-
Notifications
You must be signed in to change notification settings - Fork 26.3k
Description
🐛 Describe the bug
I'm trying to JIT compile following blank C++ extension:
File test.py:
import os
from torch.utils.cpp_extension import load
sources = [
os.path.join(os.path.dirname(__file__), "csrc", "cuda_impl.cpp"),
os.path.join(os.path.dirname(__file__), "csrc", "cuda_kernel.cu"),
]
load(
name="my_cuda",
sources=sources,
extra_cflags=['-O3'],
is_python_module=False,
verbose=False
)
print("OK")File csrc/cuda_impl.cpp:
#include <torch/script.h>
#include <vector>
void cuda_forward_simple();
void cuda_backward_simple();
std::vector<at::Tensor> forward_simple(const at::Tensor & inputs) {
return {inputs};
}
std::vector<at::Tensor> backward_simple(const at::Tensor & grad_inputs, const at::Tensor & inputs) {
return {grad_inputs};
}
static auto registory_fwd_v1 =
torch::RegisterOperators("my_cuda::forward_simple", &forward_simple);
static auto registory_bwd_v1 =
torch::RegisterOperators("my_cuda::backward_simple", &backward_simple);
File csrc/cuda_kernel.cu
#include <torch/types.h>
#include <cuda.h>
#include <cuda_runtime.h>
namespace {
template <typename scalar_t>
__global__ void cuda_forward_kernel_simple()
{
}
template <typename scalar_t>
__global__ void cuda_backward_kernel_simple()
{
}
}
void cuda_forward_simple(const at::Tensor & inputs) {
AT_DISPATCH_FLOATING_TYPES_AND_HALF(inputs.type(), "forward_cuda_simple", ([&] {
cuda_forward_kernel_simple<scalar_t><<<1, 1>>>();
}));
}
void cuda_backward_simple(at::Tensor & grad_input, const at::Tensor & inputs) {
AT_DISPATCH_FLOATING_TYPES_AND_HALF(inputs.type(), "backward_cuda_simple", ([&] {
cuda_backward_kernel_simple<scalar_t><<<1, 1>>>();
}));
}
But I get following error:
Traceback (most recent call last):
File "C:\Users\1\PycharmProjects\test\troch_test.py", line 8, in <module>
load(
File "C:\Users\1\AppData\Local\Programs\Python\Python39\lib\site-packages\torch\utils\cpp_extension.py", line 1284, in load
return _jit_compile(
File "C:\Users\1\AppData\Local\Programs\Python\Python39\lib\site-packages\torch\utils\cpp_extension.py", line 1535, in _jit_compile
return _import_module_from_library(name, build_directory, is_python_module)
File "C:\Users\1\AppData\Local\Programs\Python\Python39\lib\site-packages\torch\utils\cpp_extension.py", line 1934, in _import_module_from_library
torch.ops.load_library(filepath)
File "C:\Users\1\AppData\Local\Programs\Python\Python39\lib\site-packages\torch\_ops.py", line 643, in load_library
ctypes.CDLL(path)
File "C:\Users\1\AppData\Local\Programs\Python\Python39\lib\ctypes\__init__.py", line 374, in __init__
self._handle = _dlopen(self._name, mode)
FileNotFoundError: Could not find module 'C:\Users\1\AppData\Local\torch_extensions\torch_extensions\Cache\py39_cu118\my_cuda\my_cuda.pyd' (or one of its dependencies).
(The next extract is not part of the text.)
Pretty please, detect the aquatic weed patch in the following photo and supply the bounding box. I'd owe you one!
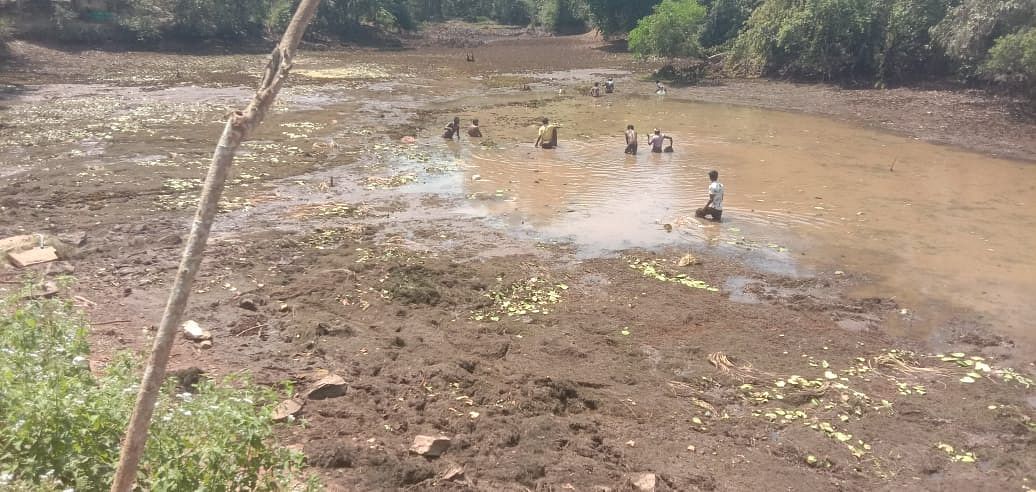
[697,348,1035,476]
[471,276,568,322]
[626,256,719,292]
Try using the full path with constructor syntax.
C++ extension compilation succeeds, but Python is unable to load results my_cuda.pyd file.
Previously I've used SRU custom torch layer ( https://github.com/asappresearch/sru ), and it loads fine, so the problem is somewhere on my machine, but I can't understand where. I know I have mismatched CUDA version and torch-cuda version (because I had to install newer version of pytorch on a different enviroment), but it didn't cause any problem with SRU layer.
Can you help me?
Versions
Collecting environment information...
PyTorch version: 2.0.1+cu118
Is debug build: False
CUDA used to build PyTorch: 11.8
ROCM used to build PyTorch: N/A
OS: Майкрософт Windows 10 Домашняя
GCC version: Could not collect
Clang version: Could not collect
CMake version: Could not collect
Libc version: N/A
Python version: 3.9.13 (tags/v3.9.13:6de2ca5, May 17 2022, 16:36:42) [MSC v.1929 64 bit (AMD64)] (64-bit runtime)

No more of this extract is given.